Just like the + operator in the C# language, it also can work with different operand types. Which really make the L in CIL significant, it is a Language. A simple one, but it is only simple to help make it easy to write a jitter for it.
This question is all about definitions, so let's define the terms properly. First, assembly language:
Assembly language is a low-level programming language for computers, microprocessors, microcontrollers, and other programmable devices in which each statement corresponds to a single machine language instruction. An assembly language is specific to a certain computer architecture, in contrast to most high-level programming languages, which generally are portable to multiple systems.
Now, CIL:
Common Intermediate Language is the lowest-level human-readable programming language defined by the Common Language Infrastructure (CLI) specification and is used by the .NET Framework and Mono. Languages which target a CLI-compatible runtime environment compile to CIL, which is assembled into an object code that has a bytecode-style format.
Okay, this part is technically not correct: for example C# compiler compiles directly to the bytecode, it doesn't go through CIL (the human-readable language), but theoretically, we can imagine that's what's happening.
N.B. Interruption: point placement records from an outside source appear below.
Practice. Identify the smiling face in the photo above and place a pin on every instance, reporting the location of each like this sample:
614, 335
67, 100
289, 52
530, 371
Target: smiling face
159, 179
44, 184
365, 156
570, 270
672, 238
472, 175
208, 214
With these two definitions, CIL is an assembly language, because each statement in it is compiled down to a single bytecode instruction. The fact that there is no physical computer that can execute that bytecode directly doesn't matter.
The definition says that each assembly language is “specific to a certain computer architecture”. In this case, the architecture is the CLR virtual machine.
About JIT: the JIT compiler can't be considered an assembler: it doesn't do the 1:1 translation from human-readable form to bytecode, ilasm
does that.
The JIT compiler is an optimizing compiler that compiles from bytecode to native machine code (for whatever ISA / CPU it's running on), while making optimizations.